VIRGINIA HUGHES: Yeah. It’s awful. I’m sure you have talked about immunotherapy a lot on this show.

IRA FLATOW: Yes, a lot.

VIRGINIA HUGHES: It’s, I would say, widely hailed as a breakthrough in cancer research. And one of the hottest kind of clinical trials in this area is now– so last week, the FDA halted a clinical trial of an immunotherapy because– while at the time, it was thought that three patient volunteers had died, the company has since updated that this week, and actually four had died from brain swelling. So their brains, I guess, filled up with fluid. And then this week, somewhat unexpectedly, the FDA decided that that trial could continue. So after just– I think the FDA looked at the company’s proposal for two or three days and then decided that it could go on with a change in the protocol, which is pretty fast.

IRA FLATOW: If you had two or three days, they have to [INAUDIBLE] works, then.

VIRGINIA HUGHES: They certainly don’t respond to journalists in two or three days.

IRA FLATOW: Any idea why? Is there a bunch of politics involved here, or who knows?

VIRGINIA HUGHES: Of why they switched it? Yeah, the FDA isn’t really giving many details about why. But presumably it’s because they thought that the company’s explanation of what happened made sense.

So this particular treatment is called CAR T. And what happens is you take a leukemia patient’s blood out of them, you tweak their immune cells to make them better able to attack the cancer themselves, and you put the blood back. And in this particular trial, the patients who died had all taken a very specific chemotherapy drug right before the trial. So they think it was something about the interaction between that drug and these cells.

IRA FLATOW: I see.

VIRGINIA HUGHES: So they’re saying, we’ll just stop using that chemo drug and restart the trial, and hopefully it’ll all be better.

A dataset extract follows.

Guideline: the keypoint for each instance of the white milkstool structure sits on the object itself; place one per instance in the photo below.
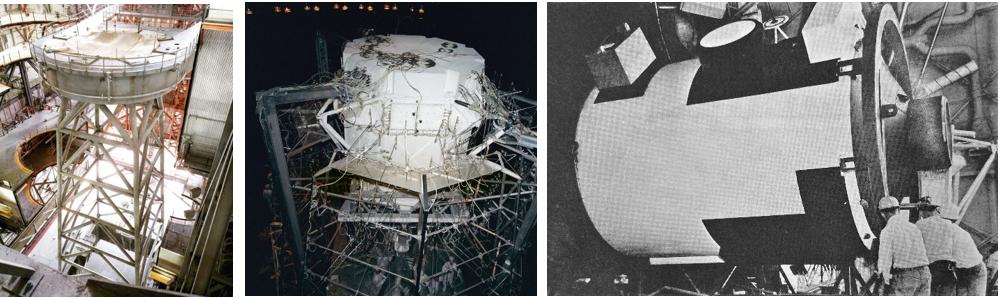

IRA FLATOW: And your final story is about eBay, the place where you can buy– well, just about everything or anything, except now you can’t buy human skulls. I was just going to order one this afternoon!

VIRGINIA HUGHES: They’re expensive.

IRA FLATOW: Well, what happened?

VIRGINIA HUGHES: So as of last week, if you had gone onto eBay and typed in “genuine human skull,” about a dozen different listings would have popped up selling these, in fact, genuine human skulls. Selling human remains is illegal in most states. It has a pretty bleak history of grave robbing. And it goes back a really long time.

And bioethicists and others have been really upset about eBay selling these things. For more than a decade, they’ve been raising concerns. So this group of forensic scientists did a survey of these listings on eBay. And they found– they looked for a seven-month period and found 454 listings of human skulls. Can you guess what the average opening bid was for a skull?

IRA FLATOW: $100.

VIRGINIA HUGHES: $650.

IRA FLATOW: $650!

VIRGINIA HUGHES: And one of them was $5,500, so very expensive.

IRA FLATOW: Wow.

VIRGINIA HUGHES: Yeah. So one of our–

IRA FLATOW: They don’t want it now, though.

VIRGINIA HUGHES: Yeah, they stopped it. They stopped it this week.

IRA FLATOW: That’s good to hear. Thank you, Virginia.

VIRGINIA HUGHES: Oh, thank you.

IRA FLATOW: Virginia Hughes is the science editor at Buzzfeed News here in New York.